No doubt the idea of having affection for anything you liked at 13-14 years old, you will always like. Largely that's true but not universal in my experience. I still enjoy Yes' Close to the Edge ("I can't believe you like that band!" -my wife) but don't have much affection for Steve Miller's Book of Dreams or Styx' The Grand Illusion. Hey, it was the 70s! I was just starting to figure these things out! 

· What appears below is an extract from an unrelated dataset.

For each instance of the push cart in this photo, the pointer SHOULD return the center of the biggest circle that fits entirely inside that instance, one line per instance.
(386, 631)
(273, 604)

So Ozzy, I don't know. I'm not torn up about this, but maybe I'll spend a little time with your early work soon. The library is really good for things like that.

Other obits:

Sometime in the last 24 hours, Hulk Hogan died. 

Anyway...

Also, Chuck Mangione, who I was certain wasn't still alive. I learned to play "Feels So Good" off the radio on tenor saxophone in my high school days. That's as good a purpose for that piece as any.

Also also, I just read on Facebook that Bill Exley from the Nihilist Spasm Band died July 15. If there's anything you remember about NSB records, in all likelihood it's Bill's shouted texts. ("Stupidity! Stupidity, stupidity!", sampled on a Nurse With Wound record.) My band Water Shed 5tet opened for the NSB some time in the late 90s, a CMU-sponsored show but no doubt arranged through Manny Theiner. I think our slot on the billing angered the more avant-garde contingency locally. The NSB however were perfectly nice and friendly. Bill even then seemed like an old gentleman. He particularly seemed interested in my Theremin, which I let him play during our sound checks. He mentioned something about the other people in the band had not permitted him to play their (homemade) instruments after his passionate performances had broken some of them (and possibly a Theremin they had owned too?). My drummer Jay told me after the show he was sure Bill wanted to play my Theremin in performance but didn't want to ask. I should have let him! At least I think so, it's still operational today. 

Bill is seen in the center below. No doubt you've seen enough images of Ozzy Osbourne this week, I don't need to post another.